Polda Metro Jaya Periksa Manajemen Taksi Terkait Kecelakaan di Bekasi

Polda Metro Jaya Periksa Manajemen Taksi Terkait Kecelakaan di Bekasi
Foto: Ilustrasi Polda Metro Jaya Periksa Manajemen Taksi Terkait Kecelakaan di Bekasi.

Penyidik Polda Metro Jaya menjadwalkan pemeriksaan terhadap manajemen taksi Green SM pada Senin (4/5/2026) guna mendalami kasus kecelakaan beruntun yang melibatkan KA Argo Bromo Anggrek dan KRL di Stasiun Bekasi Timur. Langkah ini merupakan bagian dari pengembangan penyidikan setelah insiden maut tersebut merenggut 16 nyawa pada akhir April lalu.

Kabid Humas Polda Metro Jaya, Kombes Pol Budi Hermanto, menjelaskan bahwa selain pihak perusahaan taksi, kepolisian juga memanggil sejumlah instansi terkait untuk memberikan keterangan. Dilansir dari Megapolitan, pihak-pihak tersebut mencakup Dinas Tata Ruang, Dinas Pekerjaan Umum, hingga Direktorat Jenderal Perkeretaapian (DJKA) Kementerian Perhubungan.

"Pada Senin mendatang, penyidik juga akan meminta keterangan dari Dinas Tata Ruang, Dinas Pekerjaan Umum, pihak Taxi Green," ujar Kombes Pol Budi Hermanto dalam keterangan tertulis yang dikonfirmasi Kompas.com, Minggu (3/5/2026).

Hingga saat ini, pihak kepolisian telah meminta keterangan dari 31 orang saksi yang terdiri atas pelapor, saksi mata di lokasi, petugas operasional PT KAI, hingga korban selamat.

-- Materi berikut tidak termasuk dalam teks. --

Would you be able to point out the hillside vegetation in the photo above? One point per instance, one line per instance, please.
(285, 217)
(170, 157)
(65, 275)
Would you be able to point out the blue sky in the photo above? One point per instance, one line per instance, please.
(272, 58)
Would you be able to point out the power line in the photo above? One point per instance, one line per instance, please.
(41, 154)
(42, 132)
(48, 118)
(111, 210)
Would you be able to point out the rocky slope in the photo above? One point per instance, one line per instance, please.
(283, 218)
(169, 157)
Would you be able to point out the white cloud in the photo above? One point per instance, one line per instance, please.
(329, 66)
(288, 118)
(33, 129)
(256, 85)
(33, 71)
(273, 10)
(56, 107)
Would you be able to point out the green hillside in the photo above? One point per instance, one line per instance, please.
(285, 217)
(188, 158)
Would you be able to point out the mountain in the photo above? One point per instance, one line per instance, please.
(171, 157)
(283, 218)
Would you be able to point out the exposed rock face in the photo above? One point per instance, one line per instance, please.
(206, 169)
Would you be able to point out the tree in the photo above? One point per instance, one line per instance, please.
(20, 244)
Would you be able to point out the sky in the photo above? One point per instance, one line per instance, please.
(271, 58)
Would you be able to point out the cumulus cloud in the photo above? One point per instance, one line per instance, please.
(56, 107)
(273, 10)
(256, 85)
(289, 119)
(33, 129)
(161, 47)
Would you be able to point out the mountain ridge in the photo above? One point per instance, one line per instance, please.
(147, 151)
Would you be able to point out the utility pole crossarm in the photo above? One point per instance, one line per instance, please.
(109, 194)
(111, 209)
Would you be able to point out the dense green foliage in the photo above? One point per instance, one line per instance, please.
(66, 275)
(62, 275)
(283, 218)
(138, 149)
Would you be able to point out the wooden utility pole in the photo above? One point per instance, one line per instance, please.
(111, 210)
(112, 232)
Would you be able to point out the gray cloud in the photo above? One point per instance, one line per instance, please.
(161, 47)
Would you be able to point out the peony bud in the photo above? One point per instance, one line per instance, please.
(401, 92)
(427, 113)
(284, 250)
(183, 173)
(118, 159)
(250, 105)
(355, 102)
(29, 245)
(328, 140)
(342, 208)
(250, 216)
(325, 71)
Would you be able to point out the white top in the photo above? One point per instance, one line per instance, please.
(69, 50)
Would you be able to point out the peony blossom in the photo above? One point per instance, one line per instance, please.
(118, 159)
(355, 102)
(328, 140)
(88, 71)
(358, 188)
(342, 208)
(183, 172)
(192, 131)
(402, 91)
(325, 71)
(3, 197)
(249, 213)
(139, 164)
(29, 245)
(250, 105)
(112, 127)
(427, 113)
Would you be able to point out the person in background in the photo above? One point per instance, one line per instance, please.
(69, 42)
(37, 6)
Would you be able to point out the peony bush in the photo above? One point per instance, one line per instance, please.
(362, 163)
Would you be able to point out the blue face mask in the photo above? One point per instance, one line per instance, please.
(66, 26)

Polisi juga telah mengamankan sejumlah barang bukti serta melakukan pendalaman melalui rekaman CCTV dan hasil olah tempat kejadian perkara.

"Ini sudah naik tingkat tahap penyidikan. Sudah dilakukan cek TKP, pemeriksaan saksi, pengumpulan barang bukti, serta pendalaman CCTV," ujar Budi di Silang Timur Monumen Nasional, Kamis (30/4/2026).

Meskipun status kasus telah ditingkatkan ke penyidikan, sopir taksi berinisial RRP yang terlibat dalam kejadian awal masih berstatus sebagai saksi. Polisi menyatakan bahwa penetapan tersangka masih menunggu hasil penelitian dari Puslabfor Mabes Polri terkait penyebab berhentinya kendaraan listrik tersebut di pelintasan.

"Kalau namanya saksi itu belum dilakukan penahanan, kami luruskan. Jadi kalau namanya saksi, kami masih membutuhkan yang bersangkutan untuk beberapa keterangan," kata Budi.

Berdasarkan kronologi yang dihimpun, kecelakaan bermula ketika sebuah taksi mengalami mati mesin di perlintasan sebidang JPL 85 pada Senin (27/4/2026) malam. Gangguan ini diduga memicu kekacauan sistem perkeretaapian di wilayah emplasemen Stasiun Bekasi Timur hingga mengakibatkan tabrakan antar-kereta.

"Kejadian ini dimulai dengan adanya temperan taksi hijau di JPL 85. Sehingga ini yang kami curigai itu membuat sistem perkeretaapian di daerah stasiun emplasemen Bekasi Timur ini agak terganggu," ujar Bobby Rasyidin, Direktur Utama PT KAI saat ditemui di Stasiun Bekasi Timur, Selasa (28/4/2026).

Tragedi yang terjadi pada pukul 20.52 WIB di KM 28+920 ini melibatkan KRL jurusan Cikarang dan KA Argo Bromo Anggrek relasi GambirÔÇôSurabaya. Data terakhir mencatat 16 penumpang KRL meninggal dunia dan 90 orang lainnya luka-luka, sementara 240 penumpang KA Argo Bromo Anggrek dinyatakan selamat.